By 721 B.C., general disobedience to God's laws had become so entrenched in ancient Israel that God sent the northern 10 tribes into captivity by the hand of the Assyrians, leaving only the tribes of Judah and Benjamin, and scattered Levites, in the southern kingdom of Judah. They continued the pattern of disobedience and were taken as captives to Babylon in 587.

About a century later a small group of Jews returned to Jerusalem and rebuilt the city and the temple under the leadership of Ezra and Nehemiah. But their loyalty to God soon began to wane, as it had before their captivity.
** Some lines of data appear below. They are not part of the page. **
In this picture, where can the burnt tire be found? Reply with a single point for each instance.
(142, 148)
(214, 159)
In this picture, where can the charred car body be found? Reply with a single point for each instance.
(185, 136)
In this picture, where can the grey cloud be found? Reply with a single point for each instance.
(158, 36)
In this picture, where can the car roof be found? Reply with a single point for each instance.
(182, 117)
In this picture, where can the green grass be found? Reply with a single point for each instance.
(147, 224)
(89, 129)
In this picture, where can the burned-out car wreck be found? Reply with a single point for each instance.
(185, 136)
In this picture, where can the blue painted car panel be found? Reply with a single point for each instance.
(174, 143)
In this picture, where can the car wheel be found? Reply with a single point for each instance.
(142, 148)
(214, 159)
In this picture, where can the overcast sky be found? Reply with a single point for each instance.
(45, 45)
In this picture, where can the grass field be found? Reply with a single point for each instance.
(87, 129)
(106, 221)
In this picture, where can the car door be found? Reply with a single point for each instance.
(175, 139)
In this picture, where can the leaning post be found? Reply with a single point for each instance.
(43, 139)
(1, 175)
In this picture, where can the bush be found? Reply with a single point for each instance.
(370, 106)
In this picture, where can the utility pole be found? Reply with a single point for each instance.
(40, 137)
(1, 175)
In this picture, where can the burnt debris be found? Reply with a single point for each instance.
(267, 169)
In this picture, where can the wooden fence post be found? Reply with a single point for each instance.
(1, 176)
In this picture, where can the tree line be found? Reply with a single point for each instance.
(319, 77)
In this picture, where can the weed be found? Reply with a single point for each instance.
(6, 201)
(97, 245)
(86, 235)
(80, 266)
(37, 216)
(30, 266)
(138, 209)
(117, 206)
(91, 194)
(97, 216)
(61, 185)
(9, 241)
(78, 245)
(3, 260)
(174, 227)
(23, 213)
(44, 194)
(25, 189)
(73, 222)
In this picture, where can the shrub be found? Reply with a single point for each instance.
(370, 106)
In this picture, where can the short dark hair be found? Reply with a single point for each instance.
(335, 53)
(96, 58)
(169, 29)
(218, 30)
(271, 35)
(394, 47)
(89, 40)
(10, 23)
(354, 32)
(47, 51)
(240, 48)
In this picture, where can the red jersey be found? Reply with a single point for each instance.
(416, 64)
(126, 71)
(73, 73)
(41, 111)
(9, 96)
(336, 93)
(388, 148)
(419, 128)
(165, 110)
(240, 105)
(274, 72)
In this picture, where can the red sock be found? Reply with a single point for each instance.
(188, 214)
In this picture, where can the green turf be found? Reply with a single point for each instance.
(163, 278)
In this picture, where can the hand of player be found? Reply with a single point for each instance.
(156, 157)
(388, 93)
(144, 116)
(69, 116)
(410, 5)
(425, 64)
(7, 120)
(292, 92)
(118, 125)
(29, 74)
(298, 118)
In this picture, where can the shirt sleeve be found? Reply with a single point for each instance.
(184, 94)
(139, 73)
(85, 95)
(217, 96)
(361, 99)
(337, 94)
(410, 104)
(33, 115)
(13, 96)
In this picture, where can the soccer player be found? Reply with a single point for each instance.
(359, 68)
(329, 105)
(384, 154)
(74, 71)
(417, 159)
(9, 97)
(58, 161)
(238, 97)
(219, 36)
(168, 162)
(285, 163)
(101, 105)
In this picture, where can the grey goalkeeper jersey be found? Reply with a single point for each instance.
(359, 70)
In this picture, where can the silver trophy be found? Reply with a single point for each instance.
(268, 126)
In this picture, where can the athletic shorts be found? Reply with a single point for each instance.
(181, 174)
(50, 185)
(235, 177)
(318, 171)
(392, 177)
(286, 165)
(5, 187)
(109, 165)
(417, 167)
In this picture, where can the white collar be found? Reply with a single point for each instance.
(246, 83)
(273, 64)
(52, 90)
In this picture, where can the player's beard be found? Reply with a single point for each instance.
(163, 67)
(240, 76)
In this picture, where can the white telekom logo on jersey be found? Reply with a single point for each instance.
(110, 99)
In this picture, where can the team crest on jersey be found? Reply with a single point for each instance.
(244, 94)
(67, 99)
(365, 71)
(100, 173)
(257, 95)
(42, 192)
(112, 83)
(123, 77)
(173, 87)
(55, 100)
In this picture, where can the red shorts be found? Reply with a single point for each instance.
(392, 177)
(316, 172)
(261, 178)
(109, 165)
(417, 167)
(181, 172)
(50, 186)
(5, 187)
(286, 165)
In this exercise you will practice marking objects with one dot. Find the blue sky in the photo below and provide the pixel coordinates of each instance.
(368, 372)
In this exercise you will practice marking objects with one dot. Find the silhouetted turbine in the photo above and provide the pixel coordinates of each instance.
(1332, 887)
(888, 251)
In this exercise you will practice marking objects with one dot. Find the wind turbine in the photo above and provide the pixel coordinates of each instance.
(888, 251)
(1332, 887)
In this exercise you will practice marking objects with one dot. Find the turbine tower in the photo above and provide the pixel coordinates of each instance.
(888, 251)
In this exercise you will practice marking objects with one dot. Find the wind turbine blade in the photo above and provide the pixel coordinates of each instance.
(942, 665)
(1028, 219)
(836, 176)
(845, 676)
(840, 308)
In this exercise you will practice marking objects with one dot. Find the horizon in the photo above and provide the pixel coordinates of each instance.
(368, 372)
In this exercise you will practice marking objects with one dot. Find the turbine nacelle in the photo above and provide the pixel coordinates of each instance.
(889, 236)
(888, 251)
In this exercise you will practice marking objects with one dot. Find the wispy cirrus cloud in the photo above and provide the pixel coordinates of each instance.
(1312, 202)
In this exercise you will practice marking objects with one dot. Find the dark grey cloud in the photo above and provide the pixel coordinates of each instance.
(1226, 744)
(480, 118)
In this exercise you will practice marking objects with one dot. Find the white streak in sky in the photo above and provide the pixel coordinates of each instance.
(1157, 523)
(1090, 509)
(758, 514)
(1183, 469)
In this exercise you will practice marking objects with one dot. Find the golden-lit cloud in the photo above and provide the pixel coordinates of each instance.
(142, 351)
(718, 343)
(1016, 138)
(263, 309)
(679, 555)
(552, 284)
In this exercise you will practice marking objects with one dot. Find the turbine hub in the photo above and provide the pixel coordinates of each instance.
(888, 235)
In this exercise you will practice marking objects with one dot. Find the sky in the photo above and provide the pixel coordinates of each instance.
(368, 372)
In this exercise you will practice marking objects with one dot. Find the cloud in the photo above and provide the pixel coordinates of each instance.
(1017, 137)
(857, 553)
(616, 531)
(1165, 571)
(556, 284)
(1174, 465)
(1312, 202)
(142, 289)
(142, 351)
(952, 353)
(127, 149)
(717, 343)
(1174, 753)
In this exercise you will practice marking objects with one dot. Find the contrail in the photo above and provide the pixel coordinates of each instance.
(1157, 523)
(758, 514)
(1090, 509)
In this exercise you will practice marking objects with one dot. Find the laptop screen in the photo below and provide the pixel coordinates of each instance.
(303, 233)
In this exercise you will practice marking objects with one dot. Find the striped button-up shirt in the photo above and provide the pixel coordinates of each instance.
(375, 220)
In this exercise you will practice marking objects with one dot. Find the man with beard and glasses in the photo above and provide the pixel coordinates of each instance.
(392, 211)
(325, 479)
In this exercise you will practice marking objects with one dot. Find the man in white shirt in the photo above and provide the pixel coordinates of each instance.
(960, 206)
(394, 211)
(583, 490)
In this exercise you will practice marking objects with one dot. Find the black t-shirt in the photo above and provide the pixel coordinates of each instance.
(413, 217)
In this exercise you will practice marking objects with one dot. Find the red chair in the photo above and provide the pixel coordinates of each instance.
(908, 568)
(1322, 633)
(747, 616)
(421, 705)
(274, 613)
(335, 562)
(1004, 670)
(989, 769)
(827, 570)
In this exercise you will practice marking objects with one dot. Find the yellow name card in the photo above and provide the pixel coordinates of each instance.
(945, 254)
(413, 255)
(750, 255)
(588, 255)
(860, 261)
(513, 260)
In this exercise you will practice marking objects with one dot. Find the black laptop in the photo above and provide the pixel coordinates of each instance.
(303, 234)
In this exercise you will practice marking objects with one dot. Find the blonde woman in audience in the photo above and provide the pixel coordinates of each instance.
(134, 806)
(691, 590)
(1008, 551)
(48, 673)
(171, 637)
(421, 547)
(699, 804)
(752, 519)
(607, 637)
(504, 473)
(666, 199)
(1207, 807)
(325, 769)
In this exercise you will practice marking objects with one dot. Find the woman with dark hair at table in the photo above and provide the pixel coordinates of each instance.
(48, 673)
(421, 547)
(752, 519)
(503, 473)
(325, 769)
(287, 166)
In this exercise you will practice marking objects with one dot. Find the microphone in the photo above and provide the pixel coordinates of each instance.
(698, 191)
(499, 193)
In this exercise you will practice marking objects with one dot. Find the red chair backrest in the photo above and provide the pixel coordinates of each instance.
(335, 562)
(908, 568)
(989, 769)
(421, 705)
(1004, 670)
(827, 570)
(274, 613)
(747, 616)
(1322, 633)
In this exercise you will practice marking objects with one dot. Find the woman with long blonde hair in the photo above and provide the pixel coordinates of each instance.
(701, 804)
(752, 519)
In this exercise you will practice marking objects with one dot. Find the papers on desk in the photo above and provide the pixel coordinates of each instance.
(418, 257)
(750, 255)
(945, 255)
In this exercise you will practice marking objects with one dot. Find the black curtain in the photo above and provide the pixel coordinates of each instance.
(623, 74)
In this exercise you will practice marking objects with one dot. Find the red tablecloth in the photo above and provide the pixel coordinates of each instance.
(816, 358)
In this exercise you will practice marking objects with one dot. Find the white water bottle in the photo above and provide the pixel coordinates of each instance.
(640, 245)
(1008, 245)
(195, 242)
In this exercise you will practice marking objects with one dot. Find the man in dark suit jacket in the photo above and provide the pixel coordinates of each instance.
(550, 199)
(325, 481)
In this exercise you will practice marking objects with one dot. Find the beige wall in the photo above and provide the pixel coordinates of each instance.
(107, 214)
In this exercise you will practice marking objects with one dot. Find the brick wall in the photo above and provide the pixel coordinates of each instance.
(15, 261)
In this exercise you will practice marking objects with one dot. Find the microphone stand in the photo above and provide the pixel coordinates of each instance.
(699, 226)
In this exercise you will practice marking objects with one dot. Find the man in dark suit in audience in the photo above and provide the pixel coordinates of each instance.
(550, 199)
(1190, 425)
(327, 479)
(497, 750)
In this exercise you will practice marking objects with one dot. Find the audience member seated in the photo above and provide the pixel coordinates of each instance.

Through the prophet Malachi, God reprimanded the priests for neglecting the teaching of His laws (Malachi 2:7-9).

Meanwhile, He reproved the people for keeping His tithe for themselves. "Will a man rob God? Yet you have robbed Me! But you say, ‘In what way have we robbed You?' In tithes and offerings. You are cursed with a curse, for you have robbed Me, even this whole nation" (Malachi 3:8-9).

The leaders of the Jews at that time reversed the nation's disobedience and instituted detailed regulations to force everyone to comply with the law. The physical aspects of these regulations were strict, but many people continued in woeful negligence when it came to the spiritual aspects of the law.

Later Jesus condemned their misguided priorities. He supported the Jews' continued observance of the physical aspects of the law and their faithful tithing. But He criticized their failure also to emphasize the spiritual virtues of faith, mercy and justice.

"Woe to you, scribes and Pharisees, hypocrites! For you pay tithe of mint and anise and cummin, and have neglected the weightier matters of the law: justice and mercy and faith. These you ought to have done, without leaving the others undone" (Matthew 23:23). Jesus told them they should have been doing both—practicing the law of tithing along with exercising faith, mercy and justice. Jesus Christ affirmed the practice of tithing—of giving back to God a portion of what He gives us. We are not to take for ourselves the tenth that belongs to Him.

Beyond the here and now

God wants us to have confidence in the future. His Word is full of promises concerning our future in His Kingdom. If we believe those promises, we will invest our time and energy in acquiring a wealth of spiritual treasures that will last forever—treasures that no thief can take from us.

That is the advice of Jesus Christ. "Do not lay up for yourselves treasures on earth, where moth and rust destroy and where thieves break in and steal," said Jesus, "but lay up for yourselves treasures in heaven, where neither moth nor rust destroys and where thieves do not break in and steal" (Matthew 6:19-20).

We need to understand and apply true values to life. We need to concentrate on building character traits that will endure beyond physical life. At the heart of it all is love. Godly love defeats the desire to steal.